I thought about the topic of this particular post while I was waiting for my carry-on at the “security” check point. The guy operating the x-ray machine looked perplexed while looking at the pink and purple picture of my bag. Just for kicks, I thought I’d make the list of the items that I’ve tested and can make it through the Albuquerque check point:

  • a 2.5″ diameter cardboard tube (it has pictures rolled inside there, christmas present for my parents and in-laws who, hopefully, don’t read my blog yet)
  • a camera tripod (with the head unscrewed so it can fit in the carry-on.
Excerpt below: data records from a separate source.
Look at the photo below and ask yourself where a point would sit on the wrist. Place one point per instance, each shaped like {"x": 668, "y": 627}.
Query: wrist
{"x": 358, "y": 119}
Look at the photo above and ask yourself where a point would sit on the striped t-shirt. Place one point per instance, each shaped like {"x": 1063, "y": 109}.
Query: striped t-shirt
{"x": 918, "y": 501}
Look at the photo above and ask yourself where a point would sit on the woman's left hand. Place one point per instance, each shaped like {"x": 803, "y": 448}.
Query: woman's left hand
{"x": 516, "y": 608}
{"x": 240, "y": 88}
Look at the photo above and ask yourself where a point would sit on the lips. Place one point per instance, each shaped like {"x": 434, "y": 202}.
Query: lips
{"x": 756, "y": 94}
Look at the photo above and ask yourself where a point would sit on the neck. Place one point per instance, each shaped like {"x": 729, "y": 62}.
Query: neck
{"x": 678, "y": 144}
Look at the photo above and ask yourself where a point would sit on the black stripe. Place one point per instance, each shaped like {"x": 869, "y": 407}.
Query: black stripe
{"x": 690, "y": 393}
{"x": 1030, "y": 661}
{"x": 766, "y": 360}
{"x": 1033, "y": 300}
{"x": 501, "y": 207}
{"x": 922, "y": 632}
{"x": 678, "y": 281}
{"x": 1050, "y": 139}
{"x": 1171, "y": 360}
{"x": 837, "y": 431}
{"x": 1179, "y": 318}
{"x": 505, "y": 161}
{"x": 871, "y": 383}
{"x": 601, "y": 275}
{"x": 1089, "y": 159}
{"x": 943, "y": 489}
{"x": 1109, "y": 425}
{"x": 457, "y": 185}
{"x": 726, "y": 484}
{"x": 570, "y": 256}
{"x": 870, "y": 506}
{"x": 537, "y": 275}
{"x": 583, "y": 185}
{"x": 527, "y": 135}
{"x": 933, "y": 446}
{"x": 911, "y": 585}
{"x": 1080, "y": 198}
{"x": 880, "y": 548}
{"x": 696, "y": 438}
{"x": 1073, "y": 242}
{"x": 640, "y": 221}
I guess that makes it just a really big metal stick.)
  • frozen green chili (wrapped up in plastic, then in paper and then in plastic again. To be fair, it is Albuquerque, so they may be very familiar with what green chili looks like under x-ray.)
  • a bunch of electronic things (ipod, fm transmitter, headphones) with all the cords mangled together.

and finally, the one which really surprises me

  • two home made fruit cakes (made by my wife I should mention so nobody thinks I can actually cook). This is my mom’s recipe which is as dense as steel and each cake is wrapped in gauze (and drenched in brandy, hmmmmmm), then wrapped in plastic foil and then wrapped in tin foil. I can’t believe that looks like anything intelligible on an x-ray.

Thank god for airport security keeping me and my holiday festivities safe!